Further, the conversion module is further configured to: before the point cloud intensity data of the point clouds in the grid are converted into gray values, only reserving a point cloud frame with one mileage within the range of the grid as the point cloud in the grid for any one grid comprising a plurality of point cloud frames with the same mileage; if any one of the grids does not have the point cloud, the point cloud in the frame above the point cloud frame which has the mileage greater than the range of the grid and is closest to the range of the grid is taken as the point cloud in the grid.

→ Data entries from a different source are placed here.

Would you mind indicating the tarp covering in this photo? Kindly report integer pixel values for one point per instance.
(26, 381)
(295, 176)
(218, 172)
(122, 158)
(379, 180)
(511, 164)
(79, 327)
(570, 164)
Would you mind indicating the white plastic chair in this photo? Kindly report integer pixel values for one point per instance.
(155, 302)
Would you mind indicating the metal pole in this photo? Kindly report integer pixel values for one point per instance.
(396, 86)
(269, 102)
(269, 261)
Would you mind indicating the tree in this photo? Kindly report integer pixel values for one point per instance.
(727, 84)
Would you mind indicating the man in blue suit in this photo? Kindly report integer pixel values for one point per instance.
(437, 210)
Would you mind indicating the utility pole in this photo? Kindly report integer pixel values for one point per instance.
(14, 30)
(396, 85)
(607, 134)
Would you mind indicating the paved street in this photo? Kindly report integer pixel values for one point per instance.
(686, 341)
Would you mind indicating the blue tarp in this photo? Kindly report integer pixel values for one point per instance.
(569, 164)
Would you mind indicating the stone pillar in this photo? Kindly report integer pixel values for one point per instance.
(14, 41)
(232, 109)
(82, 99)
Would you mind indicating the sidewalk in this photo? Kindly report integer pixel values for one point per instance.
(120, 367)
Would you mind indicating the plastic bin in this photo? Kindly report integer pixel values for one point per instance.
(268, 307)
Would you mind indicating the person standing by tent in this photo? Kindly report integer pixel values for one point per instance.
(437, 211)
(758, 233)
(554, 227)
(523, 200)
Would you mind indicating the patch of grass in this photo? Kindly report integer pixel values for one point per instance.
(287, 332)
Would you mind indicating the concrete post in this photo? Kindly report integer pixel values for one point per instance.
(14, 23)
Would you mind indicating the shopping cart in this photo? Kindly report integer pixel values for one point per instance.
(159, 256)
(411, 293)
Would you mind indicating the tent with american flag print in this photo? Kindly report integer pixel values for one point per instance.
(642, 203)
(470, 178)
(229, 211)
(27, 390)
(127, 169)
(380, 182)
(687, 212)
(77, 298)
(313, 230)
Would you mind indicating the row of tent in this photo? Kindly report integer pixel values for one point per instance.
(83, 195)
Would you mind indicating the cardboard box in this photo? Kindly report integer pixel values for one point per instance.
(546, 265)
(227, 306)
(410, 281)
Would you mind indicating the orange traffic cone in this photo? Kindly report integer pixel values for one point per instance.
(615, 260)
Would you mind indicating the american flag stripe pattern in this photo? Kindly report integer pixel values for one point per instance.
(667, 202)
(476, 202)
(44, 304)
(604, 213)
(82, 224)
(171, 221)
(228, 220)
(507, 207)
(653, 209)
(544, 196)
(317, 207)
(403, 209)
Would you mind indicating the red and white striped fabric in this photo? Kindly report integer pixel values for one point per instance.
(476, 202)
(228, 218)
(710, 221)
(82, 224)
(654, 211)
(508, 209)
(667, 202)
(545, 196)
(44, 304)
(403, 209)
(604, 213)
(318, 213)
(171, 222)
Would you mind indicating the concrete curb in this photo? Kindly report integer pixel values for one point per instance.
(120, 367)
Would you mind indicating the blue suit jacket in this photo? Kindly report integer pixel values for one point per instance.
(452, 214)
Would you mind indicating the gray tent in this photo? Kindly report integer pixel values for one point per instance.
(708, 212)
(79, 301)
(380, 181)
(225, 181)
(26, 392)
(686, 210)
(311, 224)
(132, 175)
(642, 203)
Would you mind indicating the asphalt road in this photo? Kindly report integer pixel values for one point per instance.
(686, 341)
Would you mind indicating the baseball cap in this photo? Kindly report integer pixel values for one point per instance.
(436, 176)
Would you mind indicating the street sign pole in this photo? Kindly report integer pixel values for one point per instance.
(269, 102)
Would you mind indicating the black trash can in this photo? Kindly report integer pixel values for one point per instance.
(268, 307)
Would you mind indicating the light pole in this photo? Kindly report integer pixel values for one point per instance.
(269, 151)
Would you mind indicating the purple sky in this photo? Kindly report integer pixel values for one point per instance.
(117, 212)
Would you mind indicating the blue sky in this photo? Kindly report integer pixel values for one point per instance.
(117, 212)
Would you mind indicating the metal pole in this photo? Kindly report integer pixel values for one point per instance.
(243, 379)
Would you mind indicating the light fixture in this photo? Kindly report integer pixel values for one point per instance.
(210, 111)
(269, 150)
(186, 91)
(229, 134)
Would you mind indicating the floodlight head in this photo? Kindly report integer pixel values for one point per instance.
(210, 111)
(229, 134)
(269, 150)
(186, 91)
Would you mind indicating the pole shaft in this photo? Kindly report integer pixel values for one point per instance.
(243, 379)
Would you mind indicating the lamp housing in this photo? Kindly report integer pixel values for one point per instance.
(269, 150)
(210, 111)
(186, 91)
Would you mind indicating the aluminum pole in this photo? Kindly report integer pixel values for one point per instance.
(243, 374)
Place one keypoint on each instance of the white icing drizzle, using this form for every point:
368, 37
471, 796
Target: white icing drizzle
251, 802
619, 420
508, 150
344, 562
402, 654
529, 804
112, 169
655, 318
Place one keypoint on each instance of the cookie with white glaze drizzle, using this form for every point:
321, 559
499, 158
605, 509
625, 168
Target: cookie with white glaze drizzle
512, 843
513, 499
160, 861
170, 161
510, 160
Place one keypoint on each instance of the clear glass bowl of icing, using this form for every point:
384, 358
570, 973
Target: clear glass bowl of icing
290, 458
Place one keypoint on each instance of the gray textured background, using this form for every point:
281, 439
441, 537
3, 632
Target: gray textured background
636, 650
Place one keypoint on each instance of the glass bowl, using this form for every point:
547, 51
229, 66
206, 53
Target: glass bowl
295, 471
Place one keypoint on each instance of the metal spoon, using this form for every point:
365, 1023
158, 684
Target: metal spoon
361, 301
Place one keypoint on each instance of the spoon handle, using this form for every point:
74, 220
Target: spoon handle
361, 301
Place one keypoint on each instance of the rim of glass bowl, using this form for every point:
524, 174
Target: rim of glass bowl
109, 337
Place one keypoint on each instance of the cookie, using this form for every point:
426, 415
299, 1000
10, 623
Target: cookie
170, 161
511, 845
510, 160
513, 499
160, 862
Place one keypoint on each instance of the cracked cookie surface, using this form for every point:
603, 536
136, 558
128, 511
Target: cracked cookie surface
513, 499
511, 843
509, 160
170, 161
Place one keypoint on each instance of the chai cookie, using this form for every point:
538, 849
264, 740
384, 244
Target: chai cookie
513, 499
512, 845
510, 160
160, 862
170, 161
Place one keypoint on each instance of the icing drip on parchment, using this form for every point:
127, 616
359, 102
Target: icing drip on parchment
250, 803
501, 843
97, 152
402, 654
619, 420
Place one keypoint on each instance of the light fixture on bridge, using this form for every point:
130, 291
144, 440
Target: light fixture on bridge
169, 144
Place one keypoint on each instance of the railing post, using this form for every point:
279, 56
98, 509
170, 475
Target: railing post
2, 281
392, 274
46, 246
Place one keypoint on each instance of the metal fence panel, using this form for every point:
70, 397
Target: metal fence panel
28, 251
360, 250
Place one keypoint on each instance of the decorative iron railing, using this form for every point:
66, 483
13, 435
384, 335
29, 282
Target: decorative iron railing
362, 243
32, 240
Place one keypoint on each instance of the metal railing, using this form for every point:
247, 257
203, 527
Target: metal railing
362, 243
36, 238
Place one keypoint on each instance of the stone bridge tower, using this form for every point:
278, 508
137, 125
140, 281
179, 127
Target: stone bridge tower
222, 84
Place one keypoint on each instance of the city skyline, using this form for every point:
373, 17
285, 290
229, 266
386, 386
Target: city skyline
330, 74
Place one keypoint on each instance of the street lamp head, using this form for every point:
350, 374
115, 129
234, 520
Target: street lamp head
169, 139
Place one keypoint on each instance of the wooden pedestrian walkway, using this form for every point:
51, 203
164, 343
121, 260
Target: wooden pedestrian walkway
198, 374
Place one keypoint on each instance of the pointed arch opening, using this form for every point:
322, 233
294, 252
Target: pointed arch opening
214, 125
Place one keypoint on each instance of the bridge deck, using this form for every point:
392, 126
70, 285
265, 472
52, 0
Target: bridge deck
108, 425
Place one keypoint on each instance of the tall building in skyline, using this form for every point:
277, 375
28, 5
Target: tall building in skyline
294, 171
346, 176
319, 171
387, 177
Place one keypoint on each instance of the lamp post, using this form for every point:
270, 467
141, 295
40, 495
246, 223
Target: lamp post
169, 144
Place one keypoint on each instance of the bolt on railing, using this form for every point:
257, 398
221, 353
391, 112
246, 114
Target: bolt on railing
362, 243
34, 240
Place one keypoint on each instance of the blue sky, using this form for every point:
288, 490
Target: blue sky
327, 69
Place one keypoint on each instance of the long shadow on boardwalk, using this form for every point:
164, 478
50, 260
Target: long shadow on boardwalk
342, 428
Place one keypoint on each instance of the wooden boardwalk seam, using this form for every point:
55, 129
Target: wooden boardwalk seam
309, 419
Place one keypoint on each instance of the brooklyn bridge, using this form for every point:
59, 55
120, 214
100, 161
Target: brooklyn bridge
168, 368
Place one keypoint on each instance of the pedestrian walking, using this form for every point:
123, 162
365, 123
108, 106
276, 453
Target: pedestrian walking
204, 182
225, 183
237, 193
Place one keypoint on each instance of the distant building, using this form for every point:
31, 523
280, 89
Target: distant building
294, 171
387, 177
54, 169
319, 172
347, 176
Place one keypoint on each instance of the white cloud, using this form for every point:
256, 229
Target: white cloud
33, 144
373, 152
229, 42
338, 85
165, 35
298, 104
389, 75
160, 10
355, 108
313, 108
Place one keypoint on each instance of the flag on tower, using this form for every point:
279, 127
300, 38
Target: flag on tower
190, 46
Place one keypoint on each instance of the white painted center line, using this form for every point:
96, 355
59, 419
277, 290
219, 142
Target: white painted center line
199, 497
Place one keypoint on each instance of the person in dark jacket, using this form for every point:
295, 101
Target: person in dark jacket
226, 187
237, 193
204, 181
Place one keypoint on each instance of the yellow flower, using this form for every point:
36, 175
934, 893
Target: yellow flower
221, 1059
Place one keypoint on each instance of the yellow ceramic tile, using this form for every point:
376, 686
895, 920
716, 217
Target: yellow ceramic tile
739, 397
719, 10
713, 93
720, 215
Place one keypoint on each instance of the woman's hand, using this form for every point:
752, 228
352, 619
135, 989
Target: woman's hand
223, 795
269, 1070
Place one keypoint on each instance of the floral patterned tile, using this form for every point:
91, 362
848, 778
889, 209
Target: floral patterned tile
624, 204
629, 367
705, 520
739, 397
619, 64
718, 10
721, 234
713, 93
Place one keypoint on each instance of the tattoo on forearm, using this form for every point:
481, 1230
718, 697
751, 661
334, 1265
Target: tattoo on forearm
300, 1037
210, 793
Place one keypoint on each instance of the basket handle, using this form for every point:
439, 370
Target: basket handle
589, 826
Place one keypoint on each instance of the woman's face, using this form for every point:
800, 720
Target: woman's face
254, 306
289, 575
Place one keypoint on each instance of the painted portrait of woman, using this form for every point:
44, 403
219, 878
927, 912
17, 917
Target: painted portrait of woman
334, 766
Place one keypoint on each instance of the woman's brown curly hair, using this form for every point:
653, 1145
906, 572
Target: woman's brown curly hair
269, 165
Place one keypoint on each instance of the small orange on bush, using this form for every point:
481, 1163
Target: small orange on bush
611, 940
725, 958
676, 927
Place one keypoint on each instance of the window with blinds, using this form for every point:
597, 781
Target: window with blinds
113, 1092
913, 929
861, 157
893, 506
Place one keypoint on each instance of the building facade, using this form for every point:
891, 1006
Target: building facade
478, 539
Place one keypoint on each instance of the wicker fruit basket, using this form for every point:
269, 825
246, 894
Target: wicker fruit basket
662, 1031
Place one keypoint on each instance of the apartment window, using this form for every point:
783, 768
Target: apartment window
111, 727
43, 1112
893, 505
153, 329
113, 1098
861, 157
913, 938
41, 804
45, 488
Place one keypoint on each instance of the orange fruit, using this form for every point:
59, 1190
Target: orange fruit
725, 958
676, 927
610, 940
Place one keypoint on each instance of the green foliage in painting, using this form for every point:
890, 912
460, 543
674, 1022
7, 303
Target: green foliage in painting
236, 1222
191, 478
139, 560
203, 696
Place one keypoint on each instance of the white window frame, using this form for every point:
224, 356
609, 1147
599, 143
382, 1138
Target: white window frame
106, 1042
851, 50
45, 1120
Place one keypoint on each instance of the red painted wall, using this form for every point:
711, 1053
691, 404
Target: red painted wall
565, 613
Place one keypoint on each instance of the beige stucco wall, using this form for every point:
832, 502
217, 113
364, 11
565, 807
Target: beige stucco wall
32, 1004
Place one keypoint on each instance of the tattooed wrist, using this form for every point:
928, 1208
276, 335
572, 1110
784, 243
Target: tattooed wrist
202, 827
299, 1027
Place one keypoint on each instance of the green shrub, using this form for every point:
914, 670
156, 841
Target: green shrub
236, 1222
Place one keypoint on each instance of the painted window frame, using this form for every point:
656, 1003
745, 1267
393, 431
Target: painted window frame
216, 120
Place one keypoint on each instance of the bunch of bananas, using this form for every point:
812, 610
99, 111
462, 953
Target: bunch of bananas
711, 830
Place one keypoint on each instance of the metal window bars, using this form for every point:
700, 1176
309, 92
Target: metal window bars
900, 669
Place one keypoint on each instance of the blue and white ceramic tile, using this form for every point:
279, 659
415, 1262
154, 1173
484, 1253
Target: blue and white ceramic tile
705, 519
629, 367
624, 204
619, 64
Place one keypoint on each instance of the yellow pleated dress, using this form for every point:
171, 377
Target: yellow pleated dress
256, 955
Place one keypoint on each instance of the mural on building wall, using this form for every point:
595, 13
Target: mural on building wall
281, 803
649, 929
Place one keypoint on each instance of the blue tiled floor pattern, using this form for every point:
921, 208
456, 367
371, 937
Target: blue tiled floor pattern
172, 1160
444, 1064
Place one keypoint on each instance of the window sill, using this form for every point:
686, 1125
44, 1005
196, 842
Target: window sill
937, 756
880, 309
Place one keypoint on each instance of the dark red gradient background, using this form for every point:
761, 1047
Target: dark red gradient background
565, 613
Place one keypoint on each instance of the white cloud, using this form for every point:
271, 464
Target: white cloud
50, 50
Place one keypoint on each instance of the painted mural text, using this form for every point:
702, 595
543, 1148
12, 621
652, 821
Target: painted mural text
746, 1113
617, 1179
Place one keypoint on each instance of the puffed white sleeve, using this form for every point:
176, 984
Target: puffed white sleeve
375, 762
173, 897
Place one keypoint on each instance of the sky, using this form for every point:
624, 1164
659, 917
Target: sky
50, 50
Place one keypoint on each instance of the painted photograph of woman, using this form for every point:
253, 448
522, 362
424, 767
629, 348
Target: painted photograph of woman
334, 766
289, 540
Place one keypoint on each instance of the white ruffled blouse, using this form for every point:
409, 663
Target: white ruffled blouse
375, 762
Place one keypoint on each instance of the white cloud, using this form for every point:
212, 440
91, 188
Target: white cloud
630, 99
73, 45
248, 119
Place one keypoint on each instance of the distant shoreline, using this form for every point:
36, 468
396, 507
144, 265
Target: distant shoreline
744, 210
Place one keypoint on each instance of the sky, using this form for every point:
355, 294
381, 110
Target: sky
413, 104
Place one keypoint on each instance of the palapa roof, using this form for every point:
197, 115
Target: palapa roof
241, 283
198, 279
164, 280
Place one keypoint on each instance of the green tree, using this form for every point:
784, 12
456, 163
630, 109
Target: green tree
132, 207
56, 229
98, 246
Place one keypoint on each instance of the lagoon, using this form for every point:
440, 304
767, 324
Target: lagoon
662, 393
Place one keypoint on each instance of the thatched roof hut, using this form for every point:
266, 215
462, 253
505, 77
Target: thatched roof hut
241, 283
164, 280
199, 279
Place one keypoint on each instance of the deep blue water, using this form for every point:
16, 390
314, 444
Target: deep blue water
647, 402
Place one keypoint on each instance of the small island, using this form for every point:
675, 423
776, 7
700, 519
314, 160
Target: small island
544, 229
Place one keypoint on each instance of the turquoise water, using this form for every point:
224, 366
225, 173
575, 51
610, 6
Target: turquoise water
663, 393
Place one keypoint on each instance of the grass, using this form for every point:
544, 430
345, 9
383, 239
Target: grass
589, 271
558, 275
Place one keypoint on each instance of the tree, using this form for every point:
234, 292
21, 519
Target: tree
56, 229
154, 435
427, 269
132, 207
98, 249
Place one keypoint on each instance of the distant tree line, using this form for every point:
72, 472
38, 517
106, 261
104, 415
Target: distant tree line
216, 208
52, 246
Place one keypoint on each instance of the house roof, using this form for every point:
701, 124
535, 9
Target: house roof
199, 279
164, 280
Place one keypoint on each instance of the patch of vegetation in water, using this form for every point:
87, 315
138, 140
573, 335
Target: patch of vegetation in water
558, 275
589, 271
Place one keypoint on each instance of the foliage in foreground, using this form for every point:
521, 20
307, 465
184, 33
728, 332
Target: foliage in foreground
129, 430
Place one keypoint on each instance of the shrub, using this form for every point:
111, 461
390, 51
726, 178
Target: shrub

Further, the determining process of the preset scale of the grid includes: setting the length and width of the gray level image; the ratio of the length to the width is the same as a reference ratio, and the reference ratio is the ratio of the width of the rectangular tunnel to the perimeter of the section; the method comprises the steps of determining the dimension of a grid in the length direction by using the length of a gray image and the number of grids preset in the length direction, and determining the dimension of the grid in the width direction by using the width of the gray image and the number of grids preset in the width direction.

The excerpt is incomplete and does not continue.